In any production line, defective products cannot be avoided. Sound is used as a diagnostic tool that assesses the quality of products and separates defective from non-defective ones.

Making errors is an inevitable element of being human. Even the best-designed systems are unlikely to be error-free. In manufacturing practices, errors usually mean production of defective products resulting in increased cost and customer dissatisfaction. Quality controls, atomisation and multiple tests, are some of the preventive actions that are taken to avoid deficiencies. Listening attentively to a sound is a very common method for identifying whether something works properly. Driving a car constitutes a typical example. Drivers can understand the behaviour of the engine by listening to its noises. This empirical method, although subjective, can become an objective diagnostic tool when it is combined with scientific approaches and technological means.
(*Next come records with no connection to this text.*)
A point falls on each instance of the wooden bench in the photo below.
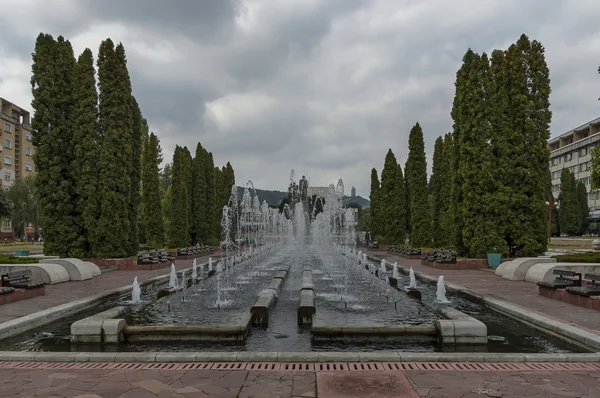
(564, 279)
(590, 289)
(22, 279)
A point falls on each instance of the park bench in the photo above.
(564, 279)
(6, 290)
(22, 279)
(589, 289)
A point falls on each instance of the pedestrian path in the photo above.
(521, 293)
(141, 383)
(66, 292)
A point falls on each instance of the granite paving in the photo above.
(106, 383)
(521, 293)
(66, 292)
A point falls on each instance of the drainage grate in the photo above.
(319, 367)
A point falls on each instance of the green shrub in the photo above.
(589, 257)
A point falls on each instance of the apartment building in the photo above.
(16, 150)
(573, 150)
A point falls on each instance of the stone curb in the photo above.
(556, 327)
(294, 357)
(25, 323)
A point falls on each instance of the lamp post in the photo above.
(549, 205)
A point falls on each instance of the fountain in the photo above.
(441, 291)
(136, 292)
(173, 277)
(412, 280)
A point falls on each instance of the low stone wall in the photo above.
(22, 294)
(591, 303)
(232, 333)
(403, 333)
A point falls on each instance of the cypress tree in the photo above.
(459, 115)
(137, 131)
(569, 213)
(152, 205)
(214, 223)
(113, 230)
(178, 233)
(439, 232)
(375, 210)
(54, 102)
(86, 152)
(584, 210)
(416, 168)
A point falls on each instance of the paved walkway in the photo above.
(106, 383)
(66, 292)
(521, 293)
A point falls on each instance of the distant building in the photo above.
(16, 150)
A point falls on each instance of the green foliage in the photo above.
(375, 209)
(112, 235)
(416, 169)
(569, 213)
(53, 102)
(152, 205)
(391, 201)
(18, 260)
(584, 210)
(178, 233)
(86, 144)
(23, 202)
(589, 257)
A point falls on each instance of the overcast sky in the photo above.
(321, 86)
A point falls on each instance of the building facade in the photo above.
(16, 150)
(573, 150)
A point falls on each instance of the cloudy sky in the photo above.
(321, 86)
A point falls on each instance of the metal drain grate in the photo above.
(319, 367)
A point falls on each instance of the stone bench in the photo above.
(516, 270)
(50, 274)
(78, 270)
(543, 272)
(99, 328)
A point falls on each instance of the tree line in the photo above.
(98, 181)
(490, 177)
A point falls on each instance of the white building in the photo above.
(572, 149)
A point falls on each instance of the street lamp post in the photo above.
(549, 205)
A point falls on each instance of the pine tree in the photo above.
(86, 152)
(439, 229)
(569, 213)
(214, 223)
(178, 233)
(152, 205)
(54, 102)
(112, 234)
(416, 168)
(375, 210)
(584, 210)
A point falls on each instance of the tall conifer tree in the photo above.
(86, 152)
(54, 102)
(416, 168)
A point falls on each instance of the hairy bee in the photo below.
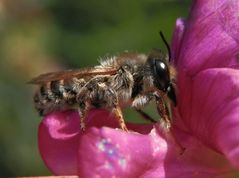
(132, 78)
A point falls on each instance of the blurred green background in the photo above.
(38, 36)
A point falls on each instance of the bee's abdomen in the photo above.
(54, 95)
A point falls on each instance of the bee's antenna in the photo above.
(167, 45)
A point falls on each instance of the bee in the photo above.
(129, 78)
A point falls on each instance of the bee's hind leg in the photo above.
(119, 116)
(83, 110)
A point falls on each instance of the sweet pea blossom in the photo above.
(205, 122)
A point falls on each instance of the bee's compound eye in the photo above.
(160, 72)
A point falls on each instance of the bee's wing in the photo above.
(67, 74)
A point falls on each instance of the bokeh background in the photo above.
(38, 36)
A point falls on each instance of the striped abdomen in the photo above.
(57, 95)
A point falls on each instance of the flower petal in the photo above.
(211, 37)
(59, 136)
(210, 110)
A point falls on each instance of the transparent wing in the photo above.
(67, 74)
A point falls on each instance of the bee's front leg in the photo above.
(119, 116)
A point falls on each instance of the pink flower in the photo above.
(206, 119)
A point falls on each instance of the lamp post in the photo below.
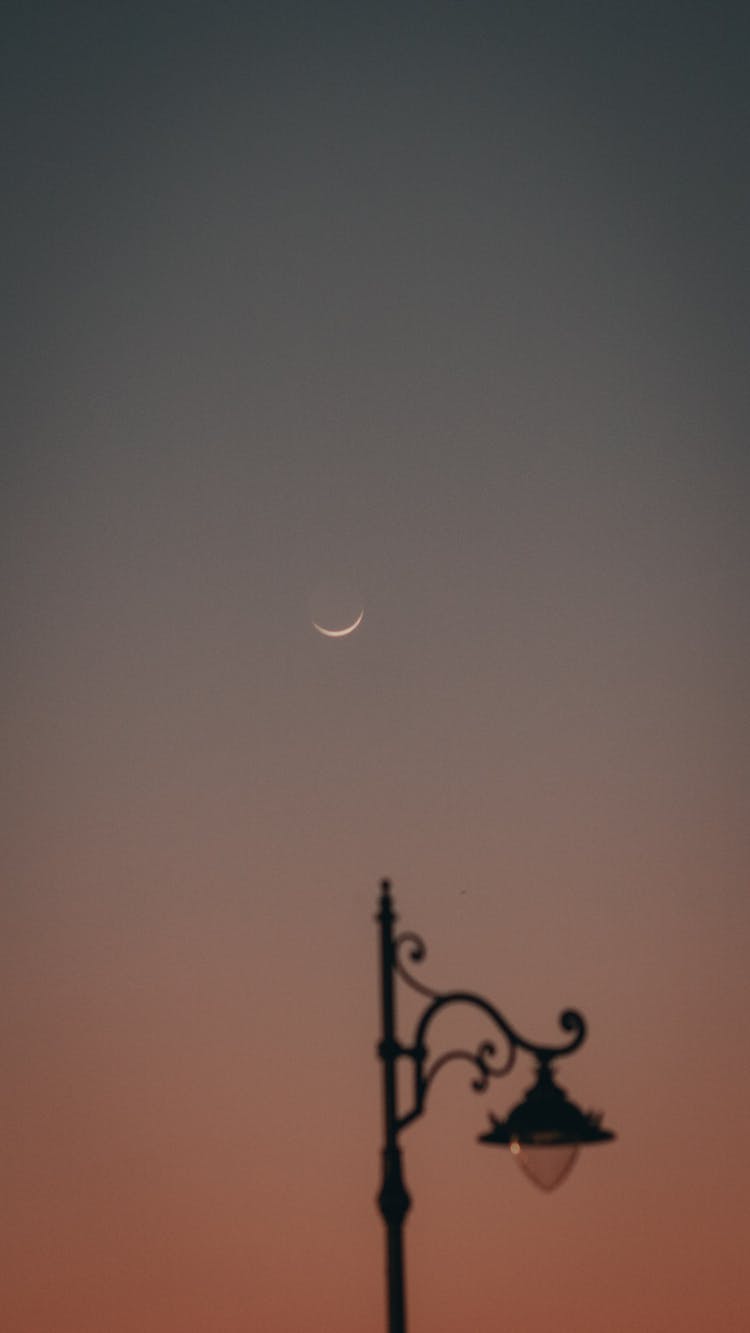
(544, 1131)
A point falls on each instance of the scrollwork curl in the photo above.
(417, 953)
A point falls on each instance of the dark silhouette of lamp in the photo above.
(544, 1131)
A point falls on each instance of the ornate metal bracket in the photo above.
(482, 1057)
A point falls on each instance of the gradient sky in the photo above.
(449, 300)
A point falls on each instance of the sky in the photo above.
(448, 303)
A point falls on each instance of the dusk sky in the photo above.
(446, 303)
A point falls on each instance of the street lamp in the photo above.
(544, 1131)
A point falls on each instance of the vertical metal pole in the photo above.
(393, 1199)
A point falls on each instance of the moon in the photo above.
(340, 633)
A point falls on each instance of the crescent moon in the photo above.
(341, 633)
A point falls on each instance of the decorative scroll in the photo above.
(417, 953)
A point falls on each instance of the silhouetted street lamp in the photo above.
(544, 1131)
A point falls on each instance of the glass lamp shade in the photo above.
(545, 1131)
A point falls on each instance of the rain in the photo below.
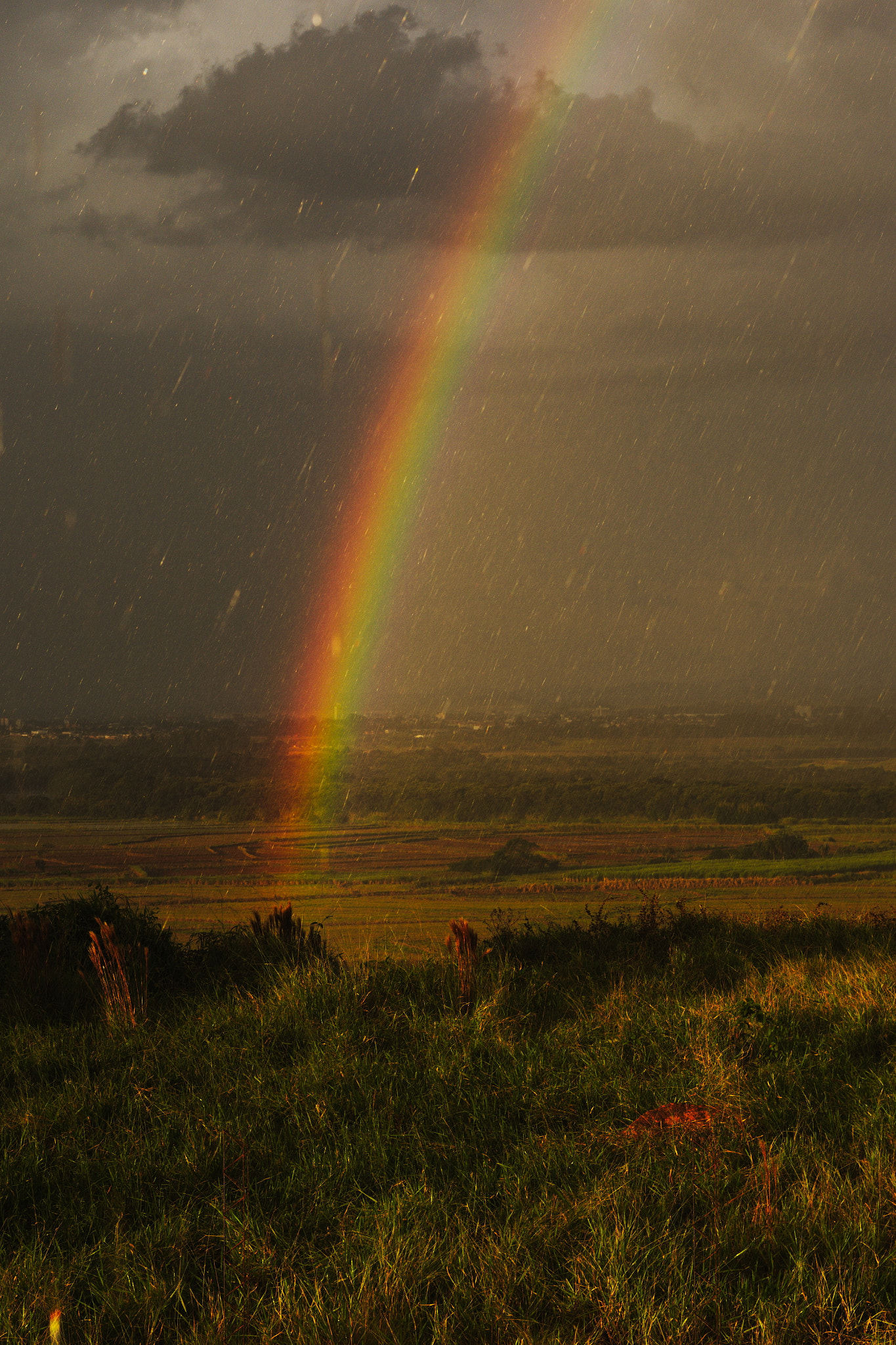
(664, 464)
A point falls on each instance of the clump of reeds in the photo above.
(33, 944)
(124, 977)
(464, 939)
(289, 933)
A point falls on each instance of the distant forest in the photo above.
(465, 772)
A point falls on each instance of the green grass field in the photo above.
(293, 1147)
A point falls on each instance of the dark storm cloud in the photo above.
(366, 110)
(378, 129)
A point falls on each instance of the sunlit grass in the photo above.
(326, 1152)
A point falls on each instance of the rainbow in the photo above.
(400, 439)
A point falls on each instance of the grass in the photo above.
(301, 1149)
(809, 866)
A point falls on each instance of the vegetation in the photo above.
(676, 1128)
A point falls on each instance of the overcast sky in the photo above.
(670, 467)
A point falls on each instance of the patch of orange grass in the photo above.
(683, 1118)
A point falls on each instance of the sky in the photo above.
(666, 471)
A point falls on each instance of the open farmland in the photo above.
(393, 888)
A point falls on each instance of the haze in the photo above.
(668, 471)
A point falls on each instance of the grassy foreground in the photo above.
(299, 1149)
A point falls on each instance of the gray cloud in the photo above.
(82, 12)
(375, 129)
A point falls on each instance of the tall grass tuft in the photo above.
(32, 938)
(464, 939)
(124, 977)
(282, 930)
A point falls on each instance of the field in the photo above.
(654, 1103)
(390, 888)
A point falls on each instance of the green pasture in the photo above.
(293, 1147)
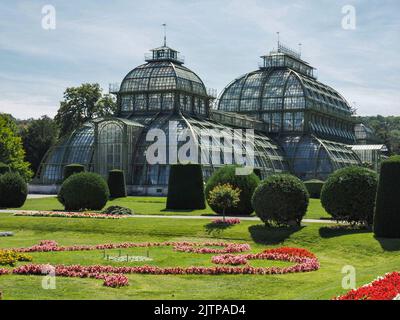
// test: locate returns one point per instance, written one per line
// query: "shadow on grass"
(389, 244)
(271, 235)
(337, 231)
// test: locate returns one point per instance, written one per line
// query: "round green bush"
(116, 184)
(84, 190)
(387, 210)
(314, 188)
(71, 169)
(282, 199)
(4, 168)
(349, 195)
(13, 190)
(185, 187)
(117, 210)
(245, 183)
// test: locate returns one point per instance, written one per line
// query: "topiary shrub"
(116, 184)
(185, 187)
(224, 196)
(84, 190)
(4, 168)
(314, 188)
(349, 195)
(71, 169)
(117, 210)
(387, 210)
(282, 199)
(245, 183)
(13, 190)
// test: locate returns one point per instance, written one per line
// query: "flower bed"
(62, 214)
(203, 247)
(229, 221)
(114, 276)
(383, 288)
(10, 257)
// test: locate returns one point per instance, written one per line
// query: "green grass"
(155, 206)
(334, 246)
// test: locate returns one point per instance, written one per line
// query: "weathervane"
(165, 34)
(278, 38)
The German company MEDAV did just this, in order to assess the quality of products that include engines. They developed a system, named ANOVIS, which evaluates the quality by utilising the noise and vibration signals coming from the motor. The system consists of detectors and a PC that runs the signal analysis software. ANOVIS can be used in various phases of the production line. Every motor, while operating, vibrates and makes noises that are characteristic for its performance. To begin with, ANOVIS tests products that have been predefined as good or defective in order to educate the expert system, which is the core of the signal analysis software. Based on the experience gained from this training, the system sets a threshold that distinguishes the defective from the non-defective products. During the normal operation, the noise and vibration signals from the product under test are recorded and analysed. The expert system decides whether the product exceeds or not the threshold and characterises it accordingly. The system can also identify, in most cases, the precise problem with the product. The wide range of products which use motors, in combination with the demand for quality control, make ANOVIS applicable in many manufacturing sectors from vehicle manufacture to toys and from medical devices to civil engineering.